高齢化社会の進展とともに拡大している「介護労働者の待遇改善は急務」です。国政ではこの間、処遇改善交付金の創設、介護報酬引き上げなど、一定の要求が実現してきましたが、交付金は2年半の時限立法であることや、介護報酬改定は厚労省の言う3%増に満たない事業所が全体の約7割を占め、利用者の負担増も招く一方で、依然として正規職員の6割以上が年収350万円以下、非正規職員の約6割が年収250万円以下にとどまるなど様々な課題があります。いま介護の充実のために、安定した雇用の実現、介護労働者の待遇改善が、国政・道政を問わず求められています。
高橋道政は、介護職員の待遇改善に消極的な姿勢が目立ちます。道は独自の対策はほとんどなく、処遇改善交付金の延長や対象職種拡大を国に対して要望したり、周知徹底を努力はしますが、関係団体が福祉俸給表を基本にした賃金や道補助による賃金増を求めても、これらには一切答えません。

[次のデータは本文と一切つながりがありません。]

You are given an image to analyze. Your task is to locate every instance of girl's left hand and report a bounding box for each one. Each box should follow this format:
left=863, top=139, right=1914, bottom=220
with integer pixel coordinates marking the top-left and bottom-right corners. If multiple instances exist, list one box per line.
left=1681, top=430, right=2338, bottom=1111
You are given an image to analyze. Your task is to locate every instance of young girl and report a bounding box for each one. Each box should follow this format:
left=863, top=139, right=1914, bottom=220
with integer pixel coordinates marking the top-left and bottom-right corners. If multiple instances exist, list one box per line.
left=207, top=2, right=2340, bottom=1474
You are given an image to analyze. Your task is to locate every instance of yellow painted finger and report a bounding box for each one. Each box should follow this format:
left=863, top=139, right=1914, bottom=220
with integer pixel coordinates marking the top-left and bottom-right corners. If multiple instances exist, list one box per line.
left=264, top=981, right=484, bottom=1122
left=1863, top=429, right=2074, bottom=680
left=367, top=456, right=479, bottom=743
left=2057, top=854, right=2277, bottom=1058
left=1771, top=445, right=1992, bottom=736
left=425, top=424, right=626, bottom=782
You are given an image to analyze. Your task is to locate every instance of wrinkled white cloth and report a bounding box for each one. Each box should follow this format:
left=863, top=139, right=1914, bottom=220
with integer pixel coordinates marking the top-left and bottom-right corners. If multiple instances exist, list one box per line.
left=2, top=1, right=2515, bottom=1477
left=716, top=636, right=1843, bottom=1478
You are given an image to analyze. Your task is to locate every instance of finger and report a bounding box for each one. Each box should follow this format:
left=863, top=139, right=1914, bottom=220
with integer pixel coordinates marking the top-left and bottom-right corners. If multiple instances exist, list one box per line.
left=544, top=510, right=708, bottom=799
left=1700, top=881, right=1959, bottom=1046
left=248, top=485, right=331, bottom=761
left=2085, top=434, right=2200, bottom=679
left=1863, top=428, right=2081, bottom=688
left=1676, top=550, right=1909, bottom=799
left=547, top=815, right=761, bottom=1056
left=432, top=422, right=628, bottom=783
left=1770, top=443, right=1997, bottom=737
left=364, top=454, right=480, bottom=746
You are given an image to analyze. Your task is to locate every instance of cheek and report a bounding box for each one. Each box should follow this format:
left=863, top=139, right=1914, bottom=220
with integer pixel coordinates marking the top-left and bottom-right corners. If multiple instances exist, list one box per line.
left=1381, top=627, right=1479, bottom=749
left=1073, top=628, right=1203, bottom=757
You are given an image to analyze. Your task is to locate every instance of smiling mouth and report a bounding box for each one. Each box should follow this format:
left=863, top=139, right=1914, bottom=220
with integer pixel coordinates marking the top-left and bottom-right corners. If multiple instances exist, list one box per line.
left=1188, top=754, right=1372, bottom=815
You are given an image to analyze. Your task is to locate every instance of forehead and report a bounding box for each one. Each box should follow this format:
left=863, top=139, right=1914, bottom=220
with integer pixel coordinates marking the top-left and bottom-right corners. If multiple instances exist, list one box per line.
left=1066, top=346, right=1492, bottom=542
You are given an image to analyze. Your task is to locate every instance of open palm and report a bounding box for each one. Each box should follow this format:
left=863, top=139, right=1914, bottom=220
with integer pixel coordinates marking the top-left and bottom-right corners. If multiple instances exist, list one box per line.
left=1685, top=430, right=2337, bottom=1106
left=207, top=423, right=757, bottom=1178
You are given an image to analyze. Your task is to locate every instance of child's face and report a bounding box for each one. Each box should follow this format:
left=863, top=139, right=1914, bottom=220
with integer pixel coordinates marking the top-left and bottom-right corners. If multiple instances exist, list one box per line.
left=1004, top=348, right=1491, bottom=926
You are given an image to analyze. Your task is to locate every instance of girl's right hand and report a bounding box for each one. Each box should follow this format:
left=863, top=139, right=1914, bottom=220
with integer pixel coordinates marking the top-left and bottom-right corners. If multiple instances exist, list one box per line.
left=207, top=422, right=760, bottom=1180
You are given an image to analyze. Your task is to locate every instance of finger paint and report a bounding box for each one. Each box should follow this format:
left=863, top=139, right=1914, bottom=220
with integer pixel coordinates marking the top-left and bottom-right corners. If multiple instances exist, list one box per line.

この間介護の市場化の進行により、介護職場での非正規率は6割を超えるまでになりました。原因の一つは、正規職員の労働時間分を細切れに非正規であててよいとする「常勤換算方式」ですが、見直し・改善を求める関係団体に対し、道は、「常勤職員の配置を妨げるものではない」「加算もできる」として、この要望を否定しています。

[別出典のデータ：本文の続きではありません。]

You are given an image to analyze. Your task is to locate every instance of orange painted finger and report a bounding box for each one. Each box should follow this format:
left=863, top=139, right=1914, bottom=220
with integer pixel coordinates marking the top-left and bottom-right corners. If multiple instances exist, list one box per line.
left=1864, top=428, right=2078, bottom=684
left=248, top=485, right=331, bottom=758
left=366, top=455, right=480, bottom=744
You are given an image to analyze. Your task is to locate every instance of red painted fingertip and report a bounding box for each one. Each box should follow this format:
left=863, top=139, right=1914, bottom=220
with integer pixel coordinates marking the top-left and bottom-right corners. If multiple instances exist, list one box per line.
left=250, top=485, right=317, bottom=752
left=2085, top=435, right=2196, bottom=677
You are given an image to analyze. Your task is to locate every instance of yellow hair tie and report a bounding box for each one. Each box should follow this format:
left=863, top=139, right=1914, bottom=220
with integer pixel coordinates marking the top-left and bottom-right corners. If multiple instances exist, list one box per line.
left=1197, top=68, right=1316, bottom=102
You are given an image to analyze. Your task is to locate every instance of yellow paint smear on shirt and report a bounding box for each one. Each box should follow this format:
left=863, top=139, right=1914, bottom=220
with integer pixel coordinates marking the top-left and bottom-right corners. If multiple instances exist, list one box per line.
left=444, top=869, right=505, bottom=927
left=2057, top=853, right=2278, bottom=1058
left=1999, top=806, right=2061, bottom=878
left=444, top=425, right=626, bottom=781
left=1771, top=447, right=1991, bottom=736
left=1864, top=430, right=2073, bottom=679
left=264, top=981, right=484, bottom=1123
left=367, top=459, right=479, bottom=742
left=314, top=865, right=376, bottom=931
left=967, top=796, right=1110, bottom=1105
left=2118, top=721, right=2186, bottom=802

また平成17年度から道単独事業で実施してきた産休代替制度の復活に対しても、介護保険によって「代替職員については事業者自らの運営努力により確保すべきもの」、「道として新たな措置は講じない」と要望に応えません。
来春通常国会で審議が始まる菅民主党政権による「介護包括ケア」構想は、介護サービスの切り下げが基本になっており、特別養護老人ホーム待機者問題では「お泊まりデイ」や24時間巡回訪問介護など居宅介護に置き換えようとしています。
「住民のくらしの防波堤」として道は、不足している特別養護老人ホームの抜本充実に向けて足をふみ出すべき時ですが、関係団体が要望している職員配置基準改善の国への申し入れや、道独自の予算措置について、道は行う意志を示しません。
埼玉県ではH20年から地域密着型特別養護老人ホーム整備のため県独自の補助制度を作り、1床当たり100万円(29床まで)直接事業者に補助しています。
長野県ではH14年以降、国庫補助対象にならない小規模ケア施設への補助制度(県負担1/2)を実施。千葉県は民間老人福祉施設を対象に、給与改善、勤務時間の短縮・業務の省力化等への県単独補助事業を実施してきました。
国の政策待ちにならず、「包括ケア」によるサービス切り下げを許すことなく、道民の暮らしを支えるための道独自の介護の取り組みが今こそ求められています。